South Holland's church bells won't ring in 'celebration' of the UK's departure from the EU
Most clergy in South Holland - the second biggest ‘Vote Leave’ constituency in the UK - are not supporting a call to ring church bells of celebration on February 1.
Leave.EU’s campaign to “let the bells ring for Brexit” struck the wrong chord with church leaders who say bells have in the past been rung at times of national celebration or as a warning.
The Vicar of Spalding, the Rev John Bennett, said: “This topic was raised at our Clergy Chapter meeting last week and we noted the advice of the Central Council of Church Bell Ringers who have said that as a principle they do not endorse bell ringing for political reasons.
“My own view is that it would be equally insensitive to ring bells in celebration with those who are pleased that the UK will be independent of the institutions of the European Union or in mourning with those who feel sad to be losing their rights as members of the EU.
"Healing the divisions in our country will need all of us to recognise the positive and negative effects of the changes that will come with Brexit, both for ourselves and for our neighbours."

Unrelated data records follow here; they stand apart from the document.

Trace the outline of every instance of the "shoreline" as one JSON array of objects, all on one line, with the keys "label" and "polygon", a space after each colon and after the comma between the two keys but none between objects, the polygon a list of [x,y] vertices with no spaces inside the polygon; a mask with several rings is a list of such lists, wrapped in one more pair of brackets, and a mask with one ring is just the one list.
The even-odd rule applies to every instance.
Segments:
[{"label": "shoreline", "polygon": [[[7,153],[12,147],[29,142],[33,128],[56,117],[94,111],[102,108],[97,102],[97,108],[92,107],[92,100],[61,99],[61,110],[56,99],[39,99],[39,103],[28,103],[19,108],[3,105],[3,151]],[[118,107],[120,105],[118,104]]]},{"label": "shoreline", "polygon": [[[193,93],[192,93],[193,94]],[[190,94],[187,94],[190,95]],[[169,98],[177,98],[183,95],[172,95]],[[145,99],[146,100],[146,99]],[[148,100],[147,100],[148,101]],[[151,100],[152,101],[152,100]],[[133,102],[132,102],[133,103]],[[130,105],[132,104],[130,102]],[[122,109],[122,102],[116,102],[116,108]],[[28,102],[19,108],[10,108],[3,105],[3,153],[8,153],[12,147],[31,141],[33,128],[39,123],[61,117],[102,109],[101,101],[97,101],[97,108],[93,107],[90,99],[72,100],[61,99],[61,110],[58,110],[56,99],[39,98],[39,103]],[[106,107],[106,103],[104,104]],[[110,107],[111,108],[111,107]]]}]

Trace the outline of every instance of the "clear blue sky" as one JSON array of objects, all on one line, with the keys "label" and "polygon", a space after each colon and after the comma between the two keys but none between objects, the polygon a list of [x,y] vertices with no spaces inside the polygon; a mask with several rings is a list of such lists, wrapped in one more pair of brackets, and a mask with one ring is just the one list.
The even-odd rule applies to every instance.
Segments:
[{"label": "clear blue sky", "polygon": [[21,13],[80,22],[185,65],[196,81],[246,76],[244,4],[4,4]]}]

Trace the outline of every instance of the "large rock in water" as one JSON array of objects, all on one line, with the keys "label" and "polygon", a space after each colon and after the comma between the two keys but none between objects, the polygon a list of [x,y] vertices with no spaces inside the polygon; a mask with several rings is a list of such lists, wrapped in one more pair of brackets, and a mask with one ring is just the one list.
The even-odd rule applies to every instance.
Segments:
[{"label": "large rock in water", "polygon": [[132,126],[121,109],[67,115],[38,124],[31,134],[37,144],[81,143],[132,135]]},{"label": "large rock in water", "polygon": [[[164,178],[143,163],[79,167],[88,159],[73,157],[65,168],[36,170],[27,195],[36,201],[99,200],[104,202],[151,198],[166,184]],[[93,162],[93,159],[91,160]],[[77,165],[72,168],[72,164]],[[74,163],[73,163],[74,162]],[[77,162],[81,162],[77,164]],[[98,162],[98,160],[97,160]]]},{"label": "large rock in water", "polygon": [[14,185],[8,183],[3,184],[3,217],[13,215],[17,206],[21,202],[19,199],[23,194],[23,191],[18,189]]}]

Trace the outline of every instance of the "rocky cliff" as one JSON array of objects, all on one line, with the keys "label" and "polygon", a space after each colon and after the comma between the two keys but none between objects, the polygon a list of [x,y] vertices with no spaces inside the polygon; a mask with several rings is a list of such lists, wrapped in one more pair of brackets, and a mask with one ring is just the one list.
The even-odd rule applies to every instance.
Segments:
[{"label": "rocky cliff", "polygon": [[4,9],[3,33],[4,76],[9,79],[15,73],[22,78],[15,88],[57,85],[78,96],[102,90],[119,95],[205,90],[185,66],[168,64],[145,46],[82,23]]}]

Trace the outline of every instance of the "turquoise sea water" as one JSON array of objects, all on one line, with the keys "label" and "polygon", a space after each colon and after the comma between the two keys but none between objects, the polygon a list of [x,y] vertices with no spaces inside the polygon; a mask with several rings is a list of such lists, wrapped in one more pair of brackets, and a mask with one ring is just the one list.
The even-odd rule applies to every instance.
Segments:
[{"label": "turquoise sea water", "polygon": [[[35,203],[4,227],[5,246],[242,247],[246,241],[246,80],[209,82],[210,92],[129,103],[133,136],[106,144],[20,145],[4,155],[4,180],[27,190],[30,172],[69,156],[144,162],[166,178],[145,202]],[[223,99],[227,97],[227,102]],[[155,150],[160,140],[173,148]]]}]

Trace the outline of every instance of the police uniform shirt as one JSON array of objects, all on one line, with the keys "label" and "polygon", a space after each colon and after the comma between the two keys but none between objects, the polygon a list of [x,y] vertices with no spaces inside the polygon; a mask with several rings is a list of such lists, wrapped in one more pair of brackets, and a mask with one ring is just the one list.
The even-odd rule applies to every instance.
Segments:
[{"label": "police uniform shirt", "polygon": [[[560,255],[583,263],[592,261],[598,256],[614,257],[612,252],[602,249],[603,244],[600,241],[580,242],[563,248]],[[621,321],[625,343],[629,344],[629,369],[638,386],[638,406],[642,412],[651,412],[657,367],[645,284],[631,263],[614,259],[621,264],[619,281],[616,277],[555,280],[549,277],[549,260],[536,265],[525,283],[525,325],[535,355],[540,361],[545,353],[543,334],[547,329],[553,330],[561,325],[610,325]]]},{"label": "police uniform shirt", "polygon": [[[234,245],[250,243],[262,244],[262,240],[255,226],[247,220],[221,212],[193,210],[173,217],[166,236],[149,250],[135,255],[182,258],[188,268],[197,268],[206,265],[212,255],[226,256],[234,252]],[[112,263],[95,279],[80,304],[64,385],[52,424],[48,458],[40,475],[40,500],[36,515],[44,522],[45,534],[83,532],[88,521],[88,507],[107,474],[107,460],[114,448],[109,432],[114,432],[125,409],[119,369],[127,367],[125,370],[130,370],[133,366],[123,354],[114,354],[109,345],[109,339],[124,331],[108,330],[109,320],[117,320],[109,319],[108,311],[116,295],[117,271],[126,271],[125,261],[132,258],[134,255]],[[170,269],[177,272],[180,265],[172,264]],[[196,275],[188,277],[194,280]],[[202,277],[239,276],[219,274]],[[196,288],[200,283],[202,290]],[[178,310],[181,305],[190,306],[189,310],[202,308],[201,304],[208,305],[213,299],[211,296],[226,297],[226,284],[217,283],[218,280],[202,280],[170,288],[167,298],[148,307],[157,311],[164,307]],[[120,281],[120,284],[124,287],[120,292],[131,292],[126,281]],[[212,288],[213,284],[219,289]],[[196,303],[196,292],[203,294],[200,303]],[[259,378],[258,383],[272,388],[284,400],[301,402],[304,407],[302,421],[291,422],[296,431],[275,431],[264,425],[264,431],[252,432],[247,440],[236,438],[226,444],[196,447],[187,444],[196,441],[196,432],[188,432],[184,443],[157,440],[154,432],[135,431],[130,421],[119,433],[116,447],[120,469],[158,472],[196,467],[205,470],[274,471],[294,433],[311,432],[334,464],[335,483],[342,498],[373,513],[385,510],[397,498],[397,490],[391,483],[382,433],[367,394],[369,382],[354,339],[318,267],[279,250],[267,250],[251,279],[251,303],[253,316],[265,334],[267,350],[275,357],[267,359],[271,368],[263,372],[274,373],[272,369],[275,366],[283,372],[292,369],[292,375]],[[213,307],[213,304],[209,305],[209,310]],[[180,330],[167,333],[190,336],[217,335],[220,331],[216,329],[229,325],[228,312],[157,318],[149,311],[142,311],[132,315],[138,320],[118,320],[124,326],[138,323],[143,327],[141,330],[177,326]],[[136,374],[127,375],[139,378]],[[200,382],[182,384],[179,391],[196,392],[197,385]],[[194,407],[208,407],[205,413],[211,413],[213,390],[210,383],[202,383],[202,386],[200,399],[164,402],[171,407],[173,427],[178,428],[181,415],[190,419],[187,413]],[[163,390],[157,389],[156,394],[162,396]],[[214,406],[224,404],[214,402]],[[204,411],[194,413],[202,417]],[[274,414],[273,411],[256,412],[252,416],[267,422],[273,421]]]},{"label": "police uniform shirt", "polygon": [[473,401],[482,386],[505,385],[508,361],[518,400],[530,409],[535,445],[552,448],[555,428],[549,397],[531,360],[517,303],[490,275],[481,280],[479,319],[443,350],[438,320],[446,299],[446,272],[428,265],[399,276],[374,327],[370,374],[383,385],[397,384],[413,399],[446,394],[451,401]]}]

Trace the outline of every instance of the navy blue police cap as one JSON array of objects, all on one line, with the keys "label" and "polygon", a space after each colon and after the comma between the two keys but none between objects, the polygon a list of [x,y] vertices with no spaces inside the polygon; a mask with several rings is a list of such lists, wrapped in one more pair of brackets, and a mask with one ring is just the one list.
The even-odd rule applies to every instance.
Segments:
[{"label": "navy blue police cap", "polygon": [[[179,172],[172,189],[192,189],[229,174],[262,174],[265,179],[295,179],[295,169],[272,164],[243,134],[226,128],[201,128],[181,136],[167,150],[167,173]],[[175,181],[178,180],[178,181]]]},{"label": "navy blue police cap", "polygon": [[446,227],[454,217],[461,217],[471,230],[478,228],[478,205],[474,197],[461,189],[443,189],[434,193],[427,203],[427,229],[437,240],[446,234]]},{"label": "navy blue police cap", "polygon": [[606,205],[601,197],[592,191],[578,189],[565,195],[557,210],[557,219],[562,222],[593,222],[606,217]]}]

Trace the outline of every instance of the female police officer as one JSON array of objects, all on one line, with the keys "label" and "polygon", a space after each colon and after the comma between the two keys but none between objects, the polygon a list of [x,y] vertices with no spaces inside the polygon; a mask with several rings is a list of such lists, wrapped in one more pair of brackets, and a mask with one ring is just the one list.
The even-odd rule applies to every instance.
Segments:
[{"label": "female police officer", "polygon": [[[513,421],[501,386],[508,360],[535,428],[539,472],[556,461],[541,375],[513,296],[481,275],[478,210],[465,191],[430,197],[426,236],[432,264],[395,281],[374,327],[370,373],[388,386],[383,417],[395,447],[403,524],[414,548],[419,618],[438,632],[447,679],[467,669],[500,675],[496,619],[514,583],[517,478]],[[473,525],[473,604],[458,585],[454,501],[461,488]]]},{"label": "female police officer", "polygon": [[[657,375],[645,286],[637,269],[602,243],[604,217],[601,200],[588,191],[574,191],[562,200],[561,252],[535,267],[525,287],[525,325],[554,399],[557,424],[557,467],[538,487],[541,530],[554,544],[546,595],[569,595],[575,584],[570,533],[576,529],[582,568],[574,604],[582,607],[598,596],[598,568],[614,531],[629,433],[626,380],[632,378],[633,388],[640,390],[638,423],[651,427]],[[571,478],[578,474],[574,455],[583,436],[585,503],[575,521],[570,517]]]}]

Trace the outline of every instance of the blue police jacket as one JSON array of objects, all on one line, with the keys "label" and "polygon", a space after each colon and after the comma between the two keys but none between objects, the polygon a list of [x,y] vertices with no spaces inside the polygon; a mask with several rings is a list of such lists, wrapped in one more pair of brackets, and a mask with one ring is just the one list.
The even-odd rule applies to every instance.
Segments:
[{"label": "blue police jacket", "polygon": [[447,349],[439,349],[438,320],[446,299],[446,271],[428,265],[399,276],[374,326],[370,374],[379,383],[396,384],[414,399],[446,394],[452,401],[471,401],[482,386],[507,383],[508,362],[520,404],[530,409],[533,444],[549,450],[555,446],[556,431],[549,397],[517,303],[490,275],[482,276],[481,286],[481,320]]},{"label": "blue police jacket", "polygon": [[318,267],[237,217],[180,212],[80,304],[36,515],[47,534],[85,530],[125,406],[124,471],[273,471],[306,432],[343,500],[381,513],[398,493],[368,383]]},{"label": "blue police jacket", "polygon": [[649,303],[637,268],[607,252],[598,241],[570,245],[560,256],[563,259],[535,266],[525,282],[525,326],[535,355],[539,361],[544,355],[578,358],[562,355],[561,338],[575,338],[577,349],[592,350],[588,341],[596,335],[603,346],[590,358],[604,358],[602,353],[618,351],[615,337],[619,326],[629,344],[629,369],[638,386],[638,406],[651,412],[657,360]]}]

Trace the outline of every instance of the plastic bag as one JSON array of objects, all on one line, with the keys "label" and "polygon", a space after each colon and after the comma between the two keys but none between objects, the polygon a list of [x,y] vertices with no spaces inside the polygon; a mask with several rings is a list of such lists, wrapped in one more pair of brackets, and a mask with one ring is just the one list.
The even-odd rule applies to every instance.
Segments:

Bells will be silent in Holbeach too as the Rev Canon Rosamund Seal said: “No one here has asked me about it and I am content to let the matter rest.
“Historically church bells were rung both at times of celebration but also as a warning and call to arms in times of war so I am not sure how appropriate it would be to be honest.”
The Rev Ian Walters, from Gosberton and Quadring, would be happy for bellringers to mark the moment of Britain’s departure.
He said: “I’d be happy for them to do it, as I’ve never been happy about us being in the EU and therefore most content at the thought of Brexit.”
There are no bells at Gosberton Baptist Church but, if there were, minister Steve Weatherly-Barton says wouldn’t be ringing them.
Mr Weatherly-Barton, also chaplain at Spalding’s Johnson Community Hospital, says: “My own personal response is that whilst the EU has plenty of scope for improvement, Brexit appears to offer no obvious advantages other than a vague assurance that we shall be ‘free’, and that we may see some benefits in 30 years time.
"First-rate immigrants, including teachers, nurses and doctors, have been driven out of the country because they fear for their safety if they remain in Britain; and I wonder if our farmers will have an adequate supply of overseas workers in years to come.
"I notice too that economic assessments suggest that the UKsGDP (gross domestic product) could be as much as seven per cent lower, in a decade, than if the country stayed in the EU.
"Companies in Britain’s aerospace, automotive, chemical, food, and pharmaceutical sectors have all expressed deep concerns about the future. And recent opinion polls show a clear change of heart among many who genuinely thought they were voting for a better future.
"So if we had any bells I wouldn’t be ringing them.
The Rev Gareth Atha, vicar of the Elloe Stone Parishes, said: "We wont be ringing our bells to mark the UK leaving the EU.
"Although we are aware that we are in a highly leave supporting area, we also recognise that Brexit has been and remains a very divisive issue.
"I believe that the Church's role is to be politically neutral and be available to all, regardless of their feelings on Brexit."